Let $\{r_k:k\in\mathbb{N}\}$ be a counting set of rational numbers in $[0,1]$. Show that $$f(z) = \sum_{k=1}^{\infty} \frac{1}{2^k (z-e^{2\pi i r_k})}$$ is holomorphic on $U_1=\{z\in \mathbb{C} : |z| < 1\}$ and $U_2 = \{z\in \mathbb{C} : |z|>1\}$. Are both functions analytic continuations from each other?
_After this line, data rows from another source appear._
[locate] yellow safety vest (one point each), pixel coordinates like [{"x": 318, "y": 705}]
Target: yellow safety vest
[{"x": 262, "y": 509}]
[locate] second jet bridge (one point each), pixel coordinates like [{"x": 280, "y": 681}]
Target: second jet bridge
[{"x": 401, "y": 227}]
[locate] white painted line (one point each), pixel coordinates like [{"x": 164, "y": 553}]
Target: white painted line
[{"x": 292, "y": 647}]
I've already learned that if $(f_n)_{n\in \mathbb{N}}$ is a compactly convergent sequence of holomorphic functions and $f$ its limit, then $f$ is also holomorphic.
Taking $$f_n(z) = \sum_{k=1}^{n} \frac{1}{2^k (z-e^{2\pi i r_k})}$$ it would make sense that it's enough to prove that this series is uniformly convergent on $U_1, U_2$.
For $k\in \mathbb{N}$: $\frac{1}{2^k(z-e^{2\pi i r_k})}$ is holomorphic because we know that $\frac{1}{z-\exp(2\pi ir_k)}$ is holomorphic in $z\in \mathbb{C}\setminus \{\exp(2\pi i r_k)\}$ and $\exp(2\pi i r_k)$ is neither in $U_1$ nor in $U_2$ $\forall k$.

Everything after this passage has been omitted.